High Court rules Scottish law firm with no English office can be sued in England for professional negligence

An application by a Scottish solicitors’ firm challenging an action raised against them in the English High Court for professional negligence by a dual qualified solicitor advising on a planning application has been refused.

Wright, Johnston and Mackenzie LLP, a firm with no registered office in England, argued that the work it did for the claimant, Cornwall Renewable Developments Ltd, was all carried out in Scotland, making it the place of performance of the contract. Alternatively, it argued that the claim should be dismissed on the ground of forum non conveniens.

The case was heard by Chief Master Karen Shuman in the Chancery Division of the High Court of Justice. Charles Phipps appeared for the applicant and defendant and Christopher Burdin for the claimant and respondent.

English law contracts

In June 2012, the claimant entered into agreements with the owners of two sites in Cornwall with the intention of obtaining planning permission for the construction of wind farms. The following year it contacted the defendant for fee estimates in connection with the work, the director of the company having previously been introduced to a dual qualified partner at the firm, Donna Kelly-Gilmour. Ms Kelly-Gilmour went on to provide advice on the documentation required for a planning application and provide a draft agreement between the claimant and the owners of one of the sites.

Cornwall Council rejected the claimant’s applications in October 2013, stating that the documentation supplied did not fit their criteria. An appeal was filed against this decision, but it was later formally withdrawn. In July 2019, the claimant issued a claim form against the defendant’s registered office in Scotland on the grounds that they had acted negligently in preparing the draft agreement and advice.

The defendant contended that, although the work carried out related to English law contracts concerning sites in England, the main consideration for jurisdiction was that Ms Kelly-Gilmour was in Scotland when she carried out the work. The fact that the work related to English law contracts concerning sites in England was irrelevant.

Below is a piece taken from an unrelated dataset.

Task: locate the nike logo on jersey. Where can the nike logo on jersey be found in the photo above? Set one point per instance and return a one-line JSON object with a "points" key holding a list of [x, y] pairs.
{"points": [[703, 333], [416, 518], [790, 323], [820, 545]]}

Alternatively, it was contended that Scotland would be the preferred legal jurisdiction if it were possible to raise an action in both England and Scotland. Scotland was the location of the defendant’s offices from which it conducted its practice and performed its retainer, and there were no special circumstances of which justice required that the trial take place in England.

Centre of gravity

In her judgment, Master Shuman began: “Unquestionably the defendant is solely based in Scotland and the work was carried out by Ms Kelly-Gilmour, a former member in the defendant, based in Glasgow. However, Ms Kelly-Gilmour was a dual qualified solicitor who was providing a service to an English client, as a solicitor qualified to act in England, concerning a development and sites in England.”

However, she continued: “The obligation at the heart of this claim was for Ms Kelly-Gilmour to provide advice and draft agreements as a solicitor qualified to act in England and Wales regulated by the Law Society in England and Wales, to an English client, in respect of parties in England, relating to land in England satisfying planning requirements of an English Council so that the development in England could proceed. The agreements and advice were provided to the claimant and its director, in England. I am satisfied that the place of performance of the contract was England. I also further observe that the centre of gravity in this case was England.”

Turning to the defendant’s submissions on forum non conveniens, Master Shuman noted: “Most, but not all of the evidence, will be provided by parties resident within the English jurisdiction. Mr Dart [the claimant’s sole director] remains based in Cornwall. It is probable that there will be witness evidence from [the site owners] who Mr Dart says now reside in Southampton.”

She concluded: “The losses alleged to have been suffered by the claimant were suffered in England. An expert valuing the site is likely to need knowledge of this type of development and therefore some local knowledge. Whilst Scotland is a forum in which this claim could be tried, I am not satisfied that the claim would be tried more suitably there for the interests of all the parties and the ends of justice.”

For these reasons, Master Shuman concluded that the appropriate legal forum for the claim was England and refused the defendant’s application.